Well, I knew it wasn’t me they were flipping off. These feeble acts of rebellion were directed at absent fathers, controlling mothers, alcoholic or druggie siblings, and other sad stories of dysfunction. The debt belonged to the parents, but their kids saw me as the collections agency.

Fun.

Thankfully, these were the minority, and on occasion, I was able to break through the crust of angst and sarcasm to talk to the scared child inside the smooth-faced cynic.

I watched as some of them discovered for the first time their capacity to do good work in English class, of all places. They realized they weren’t complete screw-ups after all, and that grammatical errors and misspellings weren’t the final word (pun intended) on who they would become as writers. A few stopped believing what other English teachers had said about their abilities and found, to their great delight, that they had sprouted wings.

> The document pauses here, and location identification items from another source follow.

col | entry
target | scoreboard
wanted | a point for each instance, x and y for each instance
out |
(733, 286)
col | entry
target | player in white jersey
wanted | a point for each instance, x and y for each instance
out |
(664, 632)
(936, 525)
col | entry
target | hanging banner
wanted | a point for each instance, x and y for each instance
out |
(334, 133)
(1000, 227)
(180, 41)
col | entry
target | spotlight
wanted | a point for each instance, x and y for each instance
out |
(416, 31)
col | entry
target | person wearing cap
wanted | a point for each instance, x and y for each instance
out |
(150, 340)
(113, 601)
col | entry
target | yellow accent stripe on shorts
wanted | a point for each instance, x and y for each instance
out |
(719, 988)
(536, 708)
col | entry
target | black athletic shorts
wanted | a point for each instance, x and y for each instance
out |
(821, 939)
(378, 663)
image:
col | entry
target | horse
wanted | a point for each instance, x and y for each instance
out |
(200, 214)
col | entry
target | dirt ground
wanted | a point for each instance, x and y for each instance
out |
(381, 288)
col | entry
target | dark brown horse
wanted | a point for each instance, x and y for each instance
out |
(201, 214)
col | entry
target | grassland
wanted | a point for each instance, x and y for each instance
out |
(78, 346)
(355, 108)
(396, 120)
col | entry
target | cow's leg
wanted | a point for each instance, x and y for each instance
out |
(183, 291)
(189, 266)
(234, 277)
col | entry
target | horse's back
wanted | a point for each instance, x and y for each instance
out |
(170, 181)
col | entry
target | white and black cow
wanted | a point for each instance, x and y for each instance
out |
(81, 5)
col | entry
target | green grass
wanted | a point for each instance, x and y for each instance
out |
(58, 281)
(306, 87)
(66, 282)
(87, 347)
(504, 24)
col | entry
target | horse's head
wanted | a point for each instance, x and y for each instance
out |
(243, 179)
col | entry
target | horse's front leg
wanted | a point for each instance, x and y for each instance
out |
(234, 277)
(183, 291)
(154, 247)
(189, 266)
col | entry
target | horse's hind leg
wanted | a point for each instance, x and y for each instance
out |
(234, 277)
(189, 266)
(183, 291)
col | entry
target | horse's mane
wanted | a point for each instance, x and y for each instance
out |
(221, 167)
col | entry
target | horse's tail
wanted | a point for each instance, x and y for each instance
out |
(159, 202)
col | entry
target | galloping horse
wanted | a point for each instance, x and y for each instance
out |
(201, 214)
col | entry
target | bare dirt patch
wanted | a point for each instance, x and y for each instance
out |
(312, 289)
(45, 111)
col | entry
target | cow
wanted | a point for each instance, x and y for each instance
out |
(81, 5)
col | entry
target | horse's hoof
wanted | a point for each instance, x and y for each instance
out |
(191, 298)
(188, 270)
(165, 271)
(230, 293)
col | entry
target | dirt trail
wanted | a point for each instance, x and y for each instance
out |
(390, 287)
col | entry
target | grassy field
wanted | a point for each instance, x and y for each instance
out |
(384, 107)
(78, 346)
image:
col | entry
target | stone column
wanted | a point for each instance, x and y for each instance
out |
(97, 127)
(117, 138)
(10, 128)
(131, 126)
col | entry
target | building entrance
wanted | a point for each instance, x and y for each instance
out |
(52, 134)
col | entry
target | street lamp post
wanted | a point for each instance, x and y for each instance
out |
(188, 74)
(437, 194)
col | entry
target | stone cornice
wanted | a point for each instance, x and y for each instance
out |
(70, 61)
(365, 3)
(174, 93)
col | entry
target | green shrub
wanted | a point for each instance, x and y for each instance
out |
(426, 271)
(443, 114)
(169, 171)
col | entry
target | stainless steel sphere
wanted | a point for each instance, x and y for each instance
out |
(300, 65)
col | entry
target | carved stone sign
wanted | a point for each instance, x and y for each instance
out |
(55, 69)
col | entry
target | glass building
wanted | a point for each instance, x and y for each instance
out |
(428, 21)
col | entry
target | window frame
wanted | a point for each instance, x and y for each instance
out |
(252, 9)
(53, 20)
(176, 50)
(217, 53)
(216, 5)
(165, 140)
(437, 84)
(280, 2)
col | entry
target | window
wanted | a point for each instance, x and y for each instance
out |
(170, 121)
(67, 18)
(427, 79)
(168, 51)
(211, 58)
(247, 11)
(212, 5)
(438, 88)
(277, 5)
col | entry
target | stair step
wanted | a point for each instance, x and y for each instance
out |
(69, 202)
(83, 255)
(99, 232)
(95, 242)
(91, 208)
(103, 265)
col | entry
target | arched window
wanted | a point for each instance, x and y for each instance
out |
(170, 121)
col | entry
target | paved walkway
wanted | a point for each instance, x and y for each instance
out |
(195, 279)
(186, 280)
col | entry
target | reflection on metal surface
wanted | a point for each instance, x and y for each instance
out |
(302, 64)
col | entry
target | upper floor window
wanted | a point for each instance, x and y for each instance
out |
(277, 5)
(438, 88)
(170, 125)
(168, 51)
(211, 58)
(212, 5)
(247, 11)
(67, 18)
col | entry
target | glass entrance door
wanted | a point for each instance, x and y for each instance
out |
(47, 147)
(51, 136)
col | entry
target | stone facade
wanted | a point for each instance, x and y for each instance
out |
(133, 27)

We weren’t really talking about thesis statements and topic sentences, introductory and closing paragraphs, transitions and citations. We were talking about taking pride in one’s work. We weren’t really delineating the Godfather of Research Gaffes: Plagiarism. We were talking about integrity.

The worst offender was, sadly, a sweet, quiet girl who had either not understood plagiarism and its consequences or got so far behind that she made a choice that was out of character. She had never caused a single problem in class.

Out of over a hundred, her paper about the effects on children of watching television was the very last that I read and grade. I was sitting at Portland Brew, my favorite coffeeshop in Nashville and was relishing the thought of finishing.

No more comma splices. No more red ink. No more trying to find something positive to say. Maybe I would feel happiness again.

I settle in to read Mary’s paper, and on page two, my enthusiasm evaporated. Panicking, I flipped through the rest of the pages. Sure enough, the font kept changing back and forth. When I came across the term “vulgarized Freundianism” without any quotation marks and without a parenthetical citation at the end of the sentence, I knew.

Yean, those weren’t her words. She’d been a C student, and I was 99% sure that she didn’t mean to plagiarize. Plagiarism. Crap. Maybe she hadn’t realized, maybe she had. Regardless, I had to fail the paper. DLHS treated plagiarism like an STD: early detection and treatment prevents embarrassing outbreaks down the road.

This would probably mean summer school for her. I felt like I had failed her. Maybe if I had been a better teacher, this never would have happened. I returned the papers, and she never came to talk to me. Her parents never called or emailed. She has not asked to be my friend on Facebook.

Advice to aspiring and accidental plagiarists:

If you’re going to copy and paste from the Internet, at least change the font. At least use common sense while you’re compromising your integrity. If your teachers or colleagues catch you, they may think you’re unscrupulous, but at least they won’t call you an idiot.

I would argue that cheating takes more effort than playing but the rules, but if you’re one of those sociopaths who cheat, then please do it well, with some creativity and panache.